For the majority of us without the vaccine, what can we do if the flu strikes? Probably most important is to take yourself out of circulation; this will be an easy decision for those with full-blown flu, as they will be unable to lift their heads from their pillows, so poleaxed will they feel. Plenty of fluid is important to counteract the initial high temperature. And paracetamol will help reduce severe aches and pains.
This is as much as can be done for the otherwise healthy person with influenza, certainly for the first five days or so. As long as your symptoms are beginning to ease by then, a visit to your doctor is probably unnecessary. In some circumstances help may be necessary, however.
If you are getting worse rather than better after a week, a visit to your family doctor is in order. If you develop unusual symptoms, such as coughing up blood or feeling a pain in part of your lungs, you should seek immediate medical advice.

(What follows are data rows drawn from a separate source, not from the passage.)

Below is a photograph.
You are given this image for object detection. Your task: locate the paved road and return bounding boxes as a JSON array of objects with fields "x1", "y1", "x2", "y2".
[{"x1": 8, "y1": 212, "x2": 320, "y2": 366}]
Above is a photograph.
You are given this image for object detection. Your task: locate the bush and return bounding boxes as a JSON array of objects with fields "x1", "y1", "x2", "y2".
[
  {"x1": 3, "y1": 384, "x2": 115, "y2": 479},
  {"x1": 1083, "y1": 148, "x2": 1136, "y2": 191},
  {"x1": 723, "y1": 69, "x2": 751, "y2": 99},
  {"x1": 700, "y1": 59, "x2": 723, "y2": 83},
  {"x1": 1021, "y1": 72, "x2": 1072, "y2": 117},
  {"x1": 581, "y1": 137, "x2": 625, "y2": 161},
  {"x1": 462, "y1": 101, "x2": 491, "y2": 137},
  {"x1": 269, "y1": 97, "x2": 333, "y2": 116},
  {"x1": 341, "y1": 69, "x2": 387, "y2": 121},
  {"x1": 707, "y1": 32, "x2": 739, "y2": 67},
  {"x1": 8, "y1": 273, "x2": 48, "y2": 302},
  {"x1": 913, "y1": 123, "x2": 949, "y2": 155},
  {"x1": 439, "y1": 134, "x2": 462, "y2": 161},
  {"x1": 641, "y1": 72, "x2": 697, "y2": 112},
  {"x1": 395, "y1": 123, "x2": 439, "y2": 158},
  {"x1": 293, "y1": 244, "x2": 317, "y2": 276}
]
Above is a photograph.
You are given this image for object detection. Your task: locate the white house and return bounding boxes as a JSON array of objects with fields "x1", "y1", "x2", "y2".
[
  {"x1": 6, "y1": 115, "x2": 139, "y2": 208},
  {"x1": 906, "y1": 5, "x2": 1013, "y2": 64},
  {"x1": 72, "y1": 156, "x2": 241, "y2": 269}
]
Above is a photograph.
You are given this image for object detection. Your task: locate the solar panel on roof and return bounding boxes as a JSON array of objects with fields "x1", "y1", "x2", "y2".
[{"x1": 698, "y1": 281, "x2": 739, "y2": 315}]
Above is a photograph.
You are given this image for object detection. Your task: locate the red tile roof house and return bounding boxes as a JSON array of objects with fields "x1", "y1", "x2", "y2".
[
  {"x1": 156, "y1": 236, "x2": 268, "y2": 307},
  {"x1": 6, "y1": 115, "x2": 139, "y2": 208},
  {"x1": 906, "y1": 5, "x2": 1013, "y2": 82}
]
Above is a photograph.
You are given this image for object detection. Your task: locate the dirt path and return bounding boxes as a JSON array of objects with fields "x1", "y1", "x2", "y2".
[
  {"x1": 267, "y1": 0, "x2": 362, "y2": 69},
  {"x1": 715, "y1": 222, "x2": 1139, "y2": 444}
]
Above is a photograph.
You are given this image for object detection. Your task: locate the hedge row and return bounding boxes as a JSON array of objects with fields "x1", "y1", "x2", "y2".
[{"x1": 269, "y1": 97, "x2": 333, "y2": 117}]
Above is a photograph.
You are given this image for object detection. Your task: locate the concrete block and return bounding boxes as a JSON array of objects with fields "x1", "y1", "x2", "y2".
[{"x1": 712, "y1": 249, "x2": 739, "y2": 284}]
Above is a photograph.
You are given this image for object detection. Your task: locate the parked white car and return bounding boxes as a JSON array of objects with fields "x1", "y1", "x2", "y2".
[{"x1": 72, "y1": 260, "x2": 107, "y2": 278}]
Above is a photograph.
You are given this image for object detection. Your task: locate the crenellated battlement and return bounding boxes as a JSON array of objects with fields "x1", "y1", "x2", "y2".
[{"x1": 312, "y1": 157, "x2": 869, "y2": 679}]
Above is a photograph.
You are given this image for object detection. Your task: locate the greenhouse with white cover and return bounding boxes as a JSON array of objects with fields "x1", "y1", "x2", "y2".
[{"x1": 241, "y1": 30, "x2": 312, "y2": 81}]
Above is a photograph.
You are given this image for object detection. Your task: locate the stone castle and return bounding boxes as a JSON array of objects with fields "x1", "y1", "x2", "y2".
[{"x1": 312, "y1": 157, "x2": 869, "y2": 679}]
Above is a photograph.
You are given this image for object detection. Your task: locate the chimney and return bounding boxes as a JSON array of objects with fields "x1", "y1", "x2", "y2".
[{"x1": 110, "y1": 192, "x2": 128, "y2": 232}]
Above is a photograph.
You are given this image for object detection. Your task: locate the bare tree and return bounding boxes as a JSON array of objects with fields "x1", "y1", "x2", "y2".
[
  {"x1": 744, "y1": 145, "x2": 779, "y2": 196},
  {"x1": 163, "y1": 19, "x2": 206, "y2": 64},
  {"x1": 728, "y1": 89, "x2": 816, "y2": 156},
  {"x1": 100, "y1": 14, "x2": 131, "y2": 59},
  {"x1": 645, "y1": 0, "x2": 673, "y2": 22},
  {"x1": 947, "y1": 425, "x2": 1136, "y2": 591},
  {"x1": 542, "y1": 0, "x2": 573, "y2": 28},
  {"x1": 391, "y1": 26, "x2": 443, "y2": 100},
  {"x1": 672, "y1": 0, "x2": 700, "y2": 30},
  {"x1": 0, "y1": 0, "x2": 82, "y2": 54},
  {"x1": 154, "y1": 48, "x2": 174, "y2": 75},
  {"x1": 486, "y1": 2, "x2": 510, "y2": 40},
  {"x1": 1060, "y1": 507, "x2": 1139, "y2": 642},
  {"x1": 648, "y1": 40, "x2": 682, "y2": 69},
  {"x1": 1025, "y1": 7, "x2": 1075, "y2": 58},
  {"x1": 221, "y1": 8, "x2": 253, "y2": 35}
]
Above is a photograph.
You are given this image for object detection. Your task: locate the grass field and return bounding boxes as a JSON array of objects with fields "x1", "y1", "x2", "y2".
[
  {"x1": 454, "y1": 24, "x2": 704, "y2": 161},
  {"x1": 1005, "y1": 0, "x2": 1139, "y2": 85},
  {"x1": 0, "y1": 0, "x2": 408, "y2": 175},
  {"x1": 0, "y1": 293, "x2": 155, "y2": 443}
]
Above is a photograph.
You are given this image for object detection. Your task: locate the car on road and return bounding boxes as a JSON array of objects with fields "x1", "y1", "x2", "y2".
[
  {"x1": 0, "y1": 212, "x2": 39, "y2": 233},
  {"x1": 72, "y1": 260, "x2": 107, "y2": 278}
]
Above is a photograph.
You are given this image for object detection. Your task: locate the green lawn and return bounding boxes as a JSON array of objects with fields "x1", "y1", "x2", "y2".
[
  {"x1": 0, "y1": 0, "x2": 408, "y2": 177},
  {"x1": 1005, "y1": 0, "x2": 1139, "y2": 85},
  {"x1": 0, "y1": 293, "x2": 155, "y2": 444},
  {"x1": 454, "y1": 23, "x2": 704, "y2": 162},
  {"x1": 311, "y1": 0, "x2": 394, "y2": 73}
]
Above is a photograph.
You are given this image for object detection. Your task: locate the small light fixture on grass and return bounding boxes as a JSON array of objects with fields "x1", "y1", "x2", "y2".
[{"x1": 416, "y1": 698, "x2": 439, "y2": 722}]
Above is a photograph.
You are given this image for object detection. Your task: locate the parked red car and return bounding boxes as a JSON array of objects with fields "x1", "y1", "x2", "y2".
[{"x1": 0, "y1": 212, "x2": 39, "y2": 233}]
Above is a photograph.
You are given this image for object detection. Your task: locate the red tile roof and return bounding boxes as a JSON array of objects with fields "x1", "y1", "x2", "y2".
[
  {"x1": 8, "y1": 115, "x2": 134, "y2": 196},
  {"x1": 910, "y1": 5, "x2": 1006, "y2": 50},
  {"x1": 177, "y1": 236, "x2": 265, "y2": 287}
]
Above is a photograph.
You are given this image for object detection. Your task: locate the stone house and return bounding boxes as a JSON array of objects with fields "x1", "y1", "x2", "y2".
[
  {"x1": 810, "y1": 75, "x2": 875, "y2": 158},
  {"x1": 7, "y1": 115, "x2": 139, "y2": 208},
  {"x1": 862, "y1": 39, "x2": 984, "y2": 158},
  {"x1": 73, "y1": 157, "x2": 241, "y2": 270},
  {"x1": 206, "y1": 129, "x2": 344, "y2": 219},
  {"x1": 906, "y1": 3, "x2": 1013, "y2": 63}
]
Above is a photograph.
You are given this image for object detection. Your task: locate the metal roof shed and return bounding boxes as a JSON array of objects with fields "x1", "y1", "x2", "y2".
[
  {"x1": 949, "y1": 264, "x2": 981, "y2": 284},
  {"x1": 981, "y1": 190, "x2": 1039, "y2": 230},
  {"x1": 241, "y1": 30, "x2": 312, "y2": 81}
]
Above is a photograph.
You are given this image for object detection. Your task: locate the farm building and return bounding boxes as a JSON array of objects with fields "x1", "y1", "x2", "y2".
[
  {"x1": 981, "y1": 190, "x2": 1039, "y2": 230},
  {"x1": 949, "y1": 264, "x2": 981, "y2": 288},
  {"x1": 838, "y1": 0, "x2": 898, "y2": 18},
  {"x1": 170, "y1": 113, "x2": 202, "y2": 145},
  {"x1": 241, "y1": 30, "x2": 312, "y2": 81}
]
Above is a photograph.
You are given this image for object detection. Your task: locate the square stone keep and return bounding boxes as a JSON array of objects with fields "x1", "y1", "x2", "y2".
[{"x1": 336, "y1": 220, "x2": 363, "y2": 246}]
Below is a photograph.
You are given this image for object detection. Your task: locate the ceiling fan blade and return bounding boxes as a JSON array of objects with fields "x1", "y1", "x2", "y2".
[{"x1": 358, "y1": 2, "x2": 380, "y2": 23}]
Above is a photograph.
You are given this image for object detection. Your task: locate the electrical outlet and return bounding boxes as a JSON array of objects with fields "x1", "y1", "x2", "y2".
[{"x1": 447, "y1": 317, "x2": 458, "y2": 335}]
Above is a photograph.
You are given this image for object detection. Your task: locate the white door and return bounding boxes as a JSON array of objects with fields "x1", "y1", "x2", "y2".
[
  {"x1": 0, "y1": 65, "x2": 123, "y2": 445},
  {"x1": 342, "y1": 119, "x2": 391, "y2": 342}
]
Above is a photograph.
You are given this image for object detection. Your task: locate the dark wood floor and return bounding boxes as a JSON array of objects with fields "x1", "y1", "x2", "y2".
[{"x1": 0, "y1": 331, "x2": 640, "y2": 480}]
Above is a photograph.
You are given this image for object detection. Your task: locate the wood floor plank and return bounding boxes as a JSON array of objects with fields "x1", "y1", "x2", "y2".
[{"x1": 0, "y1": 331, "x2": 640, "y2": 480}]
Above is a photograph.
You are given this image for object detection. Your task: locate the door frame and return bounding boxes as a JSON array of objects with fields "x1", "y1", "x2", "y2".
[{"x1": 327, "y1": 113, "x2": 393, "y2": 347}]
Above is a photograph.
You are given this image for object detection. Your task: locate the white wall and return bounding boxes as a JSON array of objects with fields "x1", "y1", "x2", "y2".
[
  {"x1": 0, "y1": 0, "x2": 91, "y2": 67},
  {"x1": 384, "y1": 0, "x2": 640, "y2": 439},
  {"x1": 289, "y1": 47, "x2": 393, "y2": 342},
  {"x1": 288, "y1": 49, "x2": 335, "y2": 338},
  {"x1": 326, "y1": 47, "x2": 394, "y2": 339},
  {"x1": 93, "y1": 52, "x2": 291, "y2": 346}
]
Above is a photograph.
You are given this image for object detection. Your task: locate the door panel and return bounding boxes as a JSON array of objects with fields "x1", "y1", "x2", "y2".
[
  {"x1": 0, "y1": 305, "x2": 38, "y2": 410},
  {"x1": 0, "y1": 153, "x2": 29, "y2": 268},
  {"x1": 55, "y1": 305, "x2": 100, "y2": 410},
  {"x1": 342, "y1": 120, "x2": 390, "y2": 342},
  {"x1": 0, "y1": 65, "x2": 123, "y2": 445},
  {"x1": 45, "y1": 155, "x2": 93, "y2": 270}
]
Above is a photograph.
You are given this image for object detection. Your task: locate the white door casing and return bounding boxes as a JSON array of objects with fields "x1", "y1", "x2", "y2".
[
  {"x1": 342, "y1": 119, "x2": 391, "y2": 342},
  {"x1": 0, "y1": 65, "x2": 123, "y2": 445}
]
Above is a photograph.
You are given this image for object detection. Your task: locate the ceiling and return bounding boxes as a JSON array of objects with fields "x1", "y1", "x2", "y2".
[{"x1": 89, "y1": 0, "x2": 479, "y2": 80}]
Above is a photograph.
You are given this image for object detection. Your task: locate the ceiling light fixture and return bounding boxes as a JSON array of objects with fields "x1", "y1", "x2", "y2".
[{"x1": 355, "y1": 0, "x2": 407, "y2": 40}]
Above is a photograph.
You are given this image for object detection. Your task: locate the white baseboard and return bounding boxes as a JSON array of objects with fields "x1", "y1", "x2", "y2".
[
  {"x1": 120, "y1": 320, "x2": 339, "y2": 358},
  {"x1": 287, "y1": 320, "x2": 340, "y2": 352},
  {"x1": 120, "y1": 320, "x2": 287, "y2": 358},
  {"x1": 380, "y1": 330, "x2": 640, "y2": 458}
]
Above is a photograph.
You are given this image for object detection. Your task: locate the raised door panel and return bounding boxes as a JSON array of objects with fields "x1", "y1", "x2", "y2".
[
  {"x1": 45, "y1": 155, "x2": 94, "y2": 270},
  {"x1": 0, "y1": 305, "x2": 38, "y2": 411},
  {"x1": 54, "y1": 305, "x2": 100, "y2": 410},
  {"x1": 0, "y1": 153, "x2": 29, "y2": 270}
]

Coughing up yellow or green phlegm suggests a secondary bacterial chest infection. Unlike flu, this requires antibiotics and is another reason to seek medical assistance. Children with flu have a higher risk of febrile convulsions because of the high temperature associated with infection. Such complications occur in one in five children hospitalised with flu.
Finally, a word of caution about paracetamol. Never exceed the dose indicated on the packet. Be vigilant about inadvertently taking additional paracetamol. Many preparatory flu remedies contain paracetamol as part of a cocktail of symptom-relieving drugs. It is quite easy to exceed the recommended daily dose of painkillers without meaning to. If you have taken paracetamol for 10 days in a row, then as a general rule it is advisable to contact your doctor before continuing for longer than this. There is some evidence that paracetamol residues accumulate in the liver. As the commonest cause of acute liver failure, paracetamol can be a dangerous drug. So be careful not to exceed the maximum daily dose - and, if in doubt, contact your doctor.
Let's hope most of us escape the flu this winter. It's a nasty infection that leaves victims below par for a good month after getting it. And if you are in one of the at-risk categories, it's not too late to be vaccinated.